Já imaginaram se a novela dos remédios, que começou envolvendo um laboratório estrangeiro, fosse com laboratórios brasileiros instalados na Europa? Já pensaram no tamanho dos processos, principalmente nos Estados Unidos? Seríamos banidos imediatamente do mercado, sofreríamos sanções comerciais e tarifárias de especial severidade e todo brasileiro, durante algum tempo, seria visto como falsificador ou contrabandista de remédios. Bem verdade que estamos no país do xixi com guaraná ou do guaraná tido como xixi, não cheguei a entender bem (em todo caso, vou dar um tempo no consumo de guaraná; tem células epiteliais não sei de quem e piócitos, embora raros), mas esse tipo de coisa ocorre lá também, assim como máfias, corrupção e neonazistas.

E se mantém a ilusão de que a vida cotidiana no Primeiro Mundo é moleza. Não é moleza, a não ser para os ricos, mas, para os ricos, é moleza em qualquer lugar.

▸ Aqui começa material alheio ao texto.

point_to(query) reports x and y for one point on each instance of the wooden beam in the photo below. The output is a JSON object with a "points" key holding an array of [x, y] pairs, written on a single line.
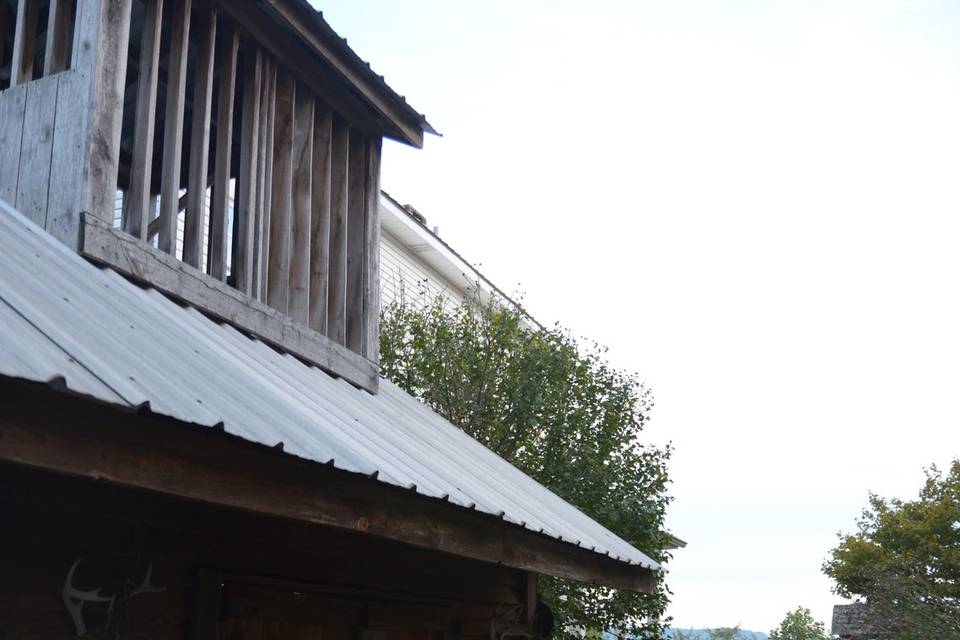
{"points": [[143, 263], [371, 250], [281, 202], [271, 101], [356, 232], [339, 175], [195, 219], [320, 219], [244, 212], [46, 429], [24, 38], [301, 228], [173, 125], [261, 244], [139, 214], [226, 91], [59, 34]]}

Para a classe média, a trabalheira é muito maior do que aqui. Alegue-se que aqui a gente dispõe de mão-de-obra barata e ainda se pode ter empregada doméstica. Verdade, mas não estou escrevendo sobre o que deve ser, estou escrevendo sobre o que é. Em Berlim, por exemplo, o apartamento de um professor amigo meu, de boa situação na universidade em que ensina, fica no quinto andar de um edifício sem elevador. O aquecimento é a carvão, de maneira que, durante os longos invernos prussianos, meu amigo é forçado a levar cargas de carvão escada acima e trazer cinza escada abaixo, todos os dias.

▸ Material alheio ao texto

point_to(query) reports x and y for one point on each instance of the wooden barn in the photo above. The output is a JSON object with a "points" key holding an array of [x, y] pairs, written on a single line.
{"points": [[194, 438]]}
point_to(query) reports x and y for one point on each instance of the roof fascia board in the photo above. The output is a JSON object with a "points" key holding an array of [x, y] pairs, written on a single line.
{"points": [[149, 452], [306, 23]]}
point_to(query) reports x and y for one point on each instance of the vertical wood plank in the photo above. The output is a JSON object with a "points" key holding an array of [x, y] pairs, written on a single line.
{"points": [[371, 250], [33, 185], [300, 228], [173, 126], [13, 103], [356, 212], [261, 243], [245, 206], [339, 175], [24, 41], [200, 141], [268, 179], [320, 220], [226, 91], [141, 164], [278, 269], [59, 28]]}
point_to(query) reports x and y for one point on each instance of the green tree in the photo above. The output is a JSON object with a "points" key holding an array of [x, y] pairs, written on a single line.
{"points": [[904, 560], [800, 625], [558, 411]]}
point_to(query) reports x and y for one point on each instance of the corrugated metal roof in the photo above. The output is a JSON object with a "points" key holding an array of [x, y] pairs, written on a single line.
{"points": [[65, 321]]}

O classe média não tem colher de chá nenhuma. Nem ele nem a mulher dele, é claro. Pensem numa vantagenzinha daqui. Alguém para lavar ou limpar o carro? Nunca. Alguém para cortar a grama? Nem pensar. Alguém para consertar um móvel quebrado? Que se mobilize o dono da casa ou então deixe o móvel fora para os lixeiros pegarem, passando a fazer uma ginástica orçamentária a fim de comprar um novo. Criar filho é uma mão-de-obra tão grande que a taxa de nascimento vem decrescendo em praticamente toda a Europa. Mesmo com creches, a trabalheira é ainda enorme, principalmente nos primeiros anos de vida do pimpolho. Há até restaurantes que aceitam o ingresso de cachorros, mas não de crianças pequenas. Além disso, comer em restaurantes também pesa no orçamento e o que se vê de gente almoçando porcaria na rua é um espanto.

Não quero dizer com isso que devemos continuar atrasados e injustos para com a maioria do povo. O que quero é contribuir um pouco para que tenhamos uma visão realista das coisas e não fiquemos babando diante de tudo de fora. Temos muitas qualidades como povo, temos muito do que nos orgulhar, a ponto de gente como eu, apesar de todos os encantos da Bósnia, preferir ficar por aqui mesmo, condenado ao sexo. Condenação, por sinal, que mostra outra deficiência nossa, a qual cabe reconhecer: a morosidade do Poder Judiciário. Até hoje não recebi notificação nenhuma dessa condenação e ainda não fui obrigado a nenhum ato de sexo. E, pecado desta vez sociológico, nenhuma amiga minha ainda me jogou a blusa em sinal de confraternização. Protesto, isto é uma esculhambação, coisa de Primeiro Mundo.